Manitoba opted for the physical education approach because there's an implicit “higher level of rigour in the teaching of physical education” than in daily physical activity, says Jean-Vianney Auclair, assistant deputy minister of Education, Citizenship and Youth for Manitoba. “For us, it's a better quality education.”
Tremblay laments that responsibility for delivering physical education curriculum is often vested with school boards, which results in significant inconsistencies within provinces and the country.
McManes, meanwhile, hopes that more provinces will ultimately opt for the physical education route, and then put resources in place to ensure that physical education is taught by qualified personnel.
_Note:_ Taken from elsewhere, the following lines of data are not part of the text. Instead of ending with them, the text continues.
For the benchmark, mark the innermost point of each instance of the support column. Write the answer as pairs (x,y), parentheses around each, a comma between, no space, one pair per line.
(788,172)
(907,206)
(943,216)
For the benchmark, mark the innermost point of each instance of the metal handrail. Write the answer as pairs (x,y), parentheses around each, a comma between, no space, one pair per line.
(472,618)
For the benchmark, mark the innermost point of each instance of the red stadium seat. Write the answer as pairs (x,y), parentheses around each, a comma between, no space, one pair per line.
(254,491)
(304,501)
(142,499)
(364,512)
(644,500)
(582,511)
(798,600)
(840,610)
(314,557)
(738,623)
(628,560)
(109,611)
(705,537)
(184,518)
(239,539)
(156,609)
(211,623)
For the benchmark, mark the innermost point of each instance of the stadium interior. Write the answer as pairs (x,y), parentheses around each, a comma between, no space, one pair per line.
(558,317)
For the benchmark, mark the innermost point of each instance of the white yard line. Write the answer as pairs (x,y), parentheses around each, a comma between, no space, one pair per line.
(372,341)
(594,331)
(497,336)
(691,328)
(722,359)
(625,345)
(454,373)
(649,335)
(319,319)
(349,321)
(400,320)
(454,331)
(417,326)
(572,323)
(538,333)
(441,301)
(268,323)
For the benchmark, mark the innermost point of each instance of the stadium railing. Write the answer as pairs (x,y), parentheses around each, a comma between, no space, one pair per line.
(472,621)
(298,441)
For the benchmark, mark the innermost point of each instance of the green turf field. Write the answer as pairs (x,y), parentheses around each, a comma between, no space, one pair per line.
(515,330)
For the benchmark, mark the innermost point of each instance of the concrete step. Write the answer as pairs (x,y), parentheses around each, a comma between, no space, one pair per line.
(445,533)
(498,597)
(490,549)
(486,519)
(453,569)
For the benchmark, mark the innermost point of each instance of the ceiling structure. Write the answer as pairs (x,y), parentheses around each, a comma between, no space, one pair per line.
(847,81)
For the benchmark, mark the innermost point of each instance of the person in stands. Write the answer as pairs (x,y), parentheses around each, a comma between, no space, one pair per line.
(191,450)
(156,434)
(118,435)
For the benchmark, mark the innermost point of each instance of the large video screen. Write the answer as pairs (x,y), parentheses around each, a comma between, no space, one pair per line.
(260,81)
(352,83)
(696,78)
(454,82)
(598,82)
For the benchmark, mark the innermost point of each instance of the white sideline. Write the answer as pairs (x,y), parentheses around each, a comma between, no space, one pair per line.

Defenders of the daily physical activity approach argue that current models of physical education aren't engaging students. Guy Faulkner, an assistant professor of physical education and health at the University of Toronto, found a significant linear decrease in the number of students choosing to enroll in optional physical education credits in Ontario high schools. Part of the reason is that physical education has to compete with other subjects that are viewed as higher priorities.
Yet the kids that don't want to take physical education are the ones who could benefit from it the most, Faulkner says. “I think if kids are choosing physical education, it's much more likely to lead to a lifelong interest in physical activity, rather than feeling that you're forced into doing it. I think that when you force people to take phys ed, you get people who don't enjoy it or appreciate it whatsoever.”
Schools should be thinking of more creative options to make physical education an attractive option, he adds.